Andrew Reding: Our challenge now is to deliver long-postponed reform

Cascadia Daily News, May 1, 2024


Last week CDN Executive Editor Ron Judd (CDN, April 25, 2024) described me as “savvy, irascible left-wing agitator Andrew Reding, whose preferred pot-stirring implement is more shovel than spoon,” conjuring up images of a Whatcom Kshama Sawant. [Editor’s note: Sawant is a Seattle activist].


While I appreciate that effort to give me a bit of “street cred” with the left, I’ve never actually led a demonstration or sit-in. And as a freethinker and nonconformist, I’ve always been allergic to any form of collectivism.


It’s certainly true I teamed up with recently elected Bellingham City Council member At-Large Jace Cotton and Community First Whatcom in going directly to the voters to bypass an all-Democratic city council that was less than enthusiastic about adopting a $2 increase in the local minimum wage, the first $1 of which kicks in May 1. That extra $4,000 a year will keep numerous ‘Hampsters from going unhoused. If that’s left-wing agitation, with overwhelming public support, count me in! 

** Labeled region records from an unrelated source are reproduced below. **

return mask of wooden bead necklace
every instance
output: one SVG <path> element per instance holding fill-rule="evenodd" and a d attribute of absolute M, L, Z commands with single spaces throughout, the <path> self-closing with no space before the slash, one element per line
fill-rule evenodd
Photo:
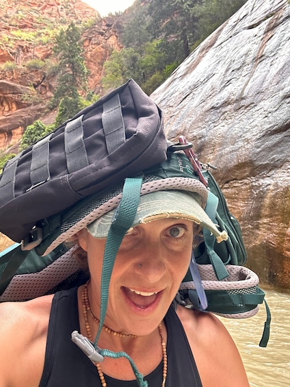
<path fill-rule="evenodd" d="M 85 330 L 87 331 L 88 338 L 89 340 L 90 340 L 90 341 L 92 341 L 92 332 L 91 332 L 91 329 L 90 329 L 90 323 L 89 323 L 89 321 L 88 321 L 88 312 L 89 312 L 89 313 L 90 314 L 90 315 L 92 317 L 92 319 L 94 319 L 94 321 L 96 321 L 98 324 L 100 323 L 100 321 L 98 320 L 98 319 L 97 319 L 96 317 L 96 316 L 94 316 L 94 314 L 93 314 L 92 310 L 90 308 L 89 297 L 88 297 L 88 284 L 89 284 L 89 282 L 87 282 L 83 286 L 83 292 L 82 292 L 82 294 L 81 294 L 81 301 L 82 301 L 83 314 L 83 317 L 84 317 L 84 319 L 85 319 Z M 108 327 L 106 327 L 105 325 L 103 326 L 103 329 L 104 329 L 104 330 L 105 332 L 107 332 L 109 334 L 111 334 L 112 335 L 118 336 L 118 337 L 131 337 L 131 338 L 138 337 L 136 335 L 126 334 L 122 334 L 122 333 L 120 333 L 120 332 L 116 332 L 116 331 L 111 329 L 110 328 L 109 328 Z M 161 339 L 162 357 L 163 357 L 163 373 L 162 373 L 161 387 L 165 387 L 165 382 L 166 381 L 166 376 L 167 376 L 166 345 L 164 338 L 163 338 L 163 336 L 162 327 L 161 327 L 161 323 L 158 325 L 158 329 L 159 329 L 160 337 L 161 337 Z M 107 387 L 106 381 L 105 379 L 104 374 L 103 374 L 102 370 L 101 369 L 100 364 L 99 363 L 95 363 L 95 364 L 96 364 L 96 369 L 98 370 L 98 376 L 100 377 L 101 384 L 102 385 L 102 387 Z"/>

But then again, what are we to make of my collaboration with former Republican County Council member Kathy Kershner in successfully placing a proposed county charter amendment on this November’s ballot with bipartisan county council support? The amendment would expand the conflict-of-interest section to bar anyone from holding a county elected office and any other elected office at the same time.


As a policy wonk, I favor persuasion through carefully researched and sourced resolutions and commentaries. That these sometimes conflict with positions taken by elected Democrats reflects our grassroots approach. We let our roughly 900 dues-paying members determine our endorsements and chart our policy course. 


When a Democrat-dominated Whatcom Transportation Authority Board ordered diesel buses after committing to reducing greenhouse gas emissions, we exposed it through CDN, and U.S. Rep. Rick Larsen secured funds to shift the order to electric buses. 

When a Democratic mayor proposed a supposed “climate” tax that would shovel $4.5 million a year to a private monopoly (Puget Sound Energy) rather than carry out a real mode shift from gas to electricity, we went public through CDN and met with council members to block it.


Granted, I’m no fan of “subdued excitement.” Neither is the local tourism board. For one thing, it’s an oxymoron. And not a good look for our community, especially when it extends to sluggish responses to challenges from housing to climate change to rooting out sexual harassment. Our volunteer “activists” are ditching the “subdued” part. Excitement is vibrant, not sedate. 


It is this vibrancy that has enabled raising the funds and recruiting the talented teams that have flipped all three seats in the 42nd Legislative District, the county executive, the sheriff’s office, the PUD, and the Conservation District. We’ve gone from purple to blue, and from all-white to white, Brown and Black. 


Our challenge now is to deliver. That means holding all our leaders — including Democrats — accountable. Sexual harassment cannot be tolerated, period.


Likewise, our local leaders cannot declare climate, housing and homelessness “crises” without delivering long-postponed reform. “Missing middle” housing and mixed-use is the key to reducing homelessness, to making transit viable, to creating walkable neighborhoods, to reducing carbon footprint. It’s been in Bellingham’s Comprehensive Plan for a quarter century, but held back by fear of NIMBYism. 


Our Democratic 40th and 42nd district state legislators have joined with Republicans in overcoming their own NIMBYs and gradually applying statewide mandates to overcome local resistance. 


Bellingham’s new mayor and at-large council member are likewise committed to bold housing reform. But others on the all-Democrat council continue to waffle, to acquiesce to yearslong “process” during an emergency, to raise the specter of “unintended consequences,” to embrace a city attorney who gives them cover for sluggishness rather than suggest legal ways to move more nimbly.


Whatcom Democrats supports missing middle housing, repealing mandatory parking minimums that add $20,000 to $80,000 to the cost of every unit, and replacing our current zoning with form-based codes that ensure neighborhoods people love while enabling builders to build. I’ve been having conversations with thoughtful Republicans, the president of the Chamber of Commerce, the government affairs director of the Association of Realtors, and others to forge a wider coalition for bold and timely housing reform.


It’s going to take a sturdy shovel to move this thick, sticky molasses.


Andrew Reding is in his sixth year as chair of Whatcom County Democrats; he served for 20 years as an appointed human rights and country conditions expert in the departments of Justice and Homeland Security.